The SAA acts to build relationships between researchers, the seafood industry and government agencies while also creating partnerships within the seafood industry to increase aquaculture in the US.
Soy-based feeds are an alternative to fishmeal as a protein source in fish diets. The US soybean industry has already been at the forefront of developing new aquaculture feed sources, and SAA is focused on meeting the demand.
Through affiliations with the United Soybean Board (USB) and multiple state soybean checkoff organizations, SAA is working to fund programs and research that increases the utilization of US soybeans in the diets of fish and shrimp.
According to Dr Steve Hart, executive director of the SAA, the time is now for US domestic aquaculture production.
“The US," he reflects, "is the second largest consumer of seafood in the world behind China; however, we import 85% of our seafood. We feel that the time is right for the Soy Aquaculture Alliance to work together with the US seafood industry to see what can be done to help grow domestic aquaculture production.”
“We’re putting US grown soybeans in US grown seafood right on US family’s dinner plates,” says Duane Dahlman, chairman of the SAA board of directors. “The US aquaculture industry is small, but growing. We’re gaining notoriety and providing business opportunities for entrepreneurs and producers looking to expand output.”

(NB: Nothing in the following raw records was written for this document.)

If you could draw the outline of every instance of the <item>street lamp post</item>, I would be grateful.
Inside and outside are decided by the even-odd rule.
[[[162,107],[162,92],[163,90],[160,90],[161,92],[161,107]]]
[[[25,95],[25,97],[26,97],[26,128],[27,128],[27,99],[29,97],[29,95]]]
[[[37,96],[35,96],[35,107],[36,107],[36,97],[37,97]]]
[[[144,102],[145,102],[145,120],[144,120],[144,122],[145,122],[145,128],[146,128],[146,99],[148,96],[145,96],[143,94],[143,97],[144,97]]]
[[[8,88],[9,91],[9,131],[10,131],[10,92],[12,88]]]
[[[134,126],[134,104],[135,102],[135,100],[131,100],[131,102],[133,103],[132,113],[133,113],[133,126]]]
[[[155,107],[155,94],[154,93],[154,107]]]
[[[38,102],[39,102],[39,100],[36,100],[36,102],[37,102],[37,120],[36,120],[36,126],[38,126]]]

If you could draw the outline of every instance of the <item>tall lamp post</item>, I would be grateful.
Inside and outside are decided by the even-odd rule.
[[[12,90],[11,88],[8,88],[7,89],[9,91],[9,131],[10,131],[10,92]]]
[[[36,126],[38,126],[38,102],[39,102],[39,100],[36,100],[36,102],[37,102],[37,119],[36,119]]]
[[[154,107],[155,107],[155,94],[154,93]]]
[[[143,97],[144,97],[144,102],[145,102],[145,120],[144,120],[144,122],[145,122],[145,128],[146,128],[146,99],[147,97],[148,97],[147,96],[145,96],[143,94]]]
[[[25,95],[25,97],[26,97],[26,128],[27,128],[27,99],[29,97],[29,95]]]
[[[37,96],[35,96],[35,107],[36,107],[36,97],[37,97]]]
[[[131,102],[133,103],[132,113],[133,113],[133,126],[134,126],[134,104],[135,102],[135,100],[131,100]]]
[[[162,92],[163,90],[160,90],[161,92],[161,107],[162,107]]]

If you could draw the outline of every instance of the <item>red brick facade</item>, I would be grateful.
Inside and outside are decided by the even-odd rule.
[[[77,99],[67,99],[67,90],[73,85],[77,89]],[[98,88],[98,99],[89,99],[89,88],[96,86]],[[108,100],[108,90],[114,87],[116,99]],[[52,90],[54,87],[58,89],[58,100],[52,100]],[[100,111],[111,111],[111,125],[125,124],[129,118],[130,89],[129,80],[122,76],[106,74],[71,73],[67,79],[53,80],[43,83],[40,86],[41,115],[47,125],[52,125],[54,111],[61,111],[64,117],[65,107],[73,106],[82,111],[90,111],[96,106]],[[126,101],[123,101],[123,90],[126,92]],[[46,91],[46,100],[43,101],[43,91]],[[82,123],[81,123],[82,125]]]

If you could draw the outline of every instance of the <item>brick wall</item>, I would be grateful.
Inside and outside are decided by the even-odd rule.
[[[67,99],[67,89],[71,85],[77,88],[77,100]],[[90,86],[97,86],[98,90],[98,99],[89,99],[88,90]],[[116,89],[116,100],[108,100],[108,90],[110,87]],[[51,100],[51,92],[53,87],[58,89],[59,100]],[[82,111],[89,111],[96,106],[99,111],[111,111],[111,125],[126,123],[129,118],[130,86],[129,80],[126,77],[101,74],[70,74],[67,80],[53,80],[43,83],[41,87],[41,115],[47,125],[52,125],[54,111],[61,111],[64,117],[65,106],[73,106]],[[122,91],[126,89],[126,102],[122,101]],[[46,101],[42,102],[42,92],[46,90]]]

“I see the organization’s purpose as supporting the industry’s growth through research and specific programs as well as helping producers educate consumers about our products and the benefits to them and their family,” says Norman McCowan, president and CEO of Bell Aquaculture. “We have a great relation with the SAA. They have a real passion for aquaculture and developing more aquaculture here in America. And we see that as a great thing because we know soybean is the single largest source of protein for our fish.”
There is currently a call for research proposals for projects aimed at increasing the inclusive of soy products in current aquafeed formulations. One particularly important topic for research is developing improved genetic strains of aquaculture broodstock that perform better on soy-based feeds.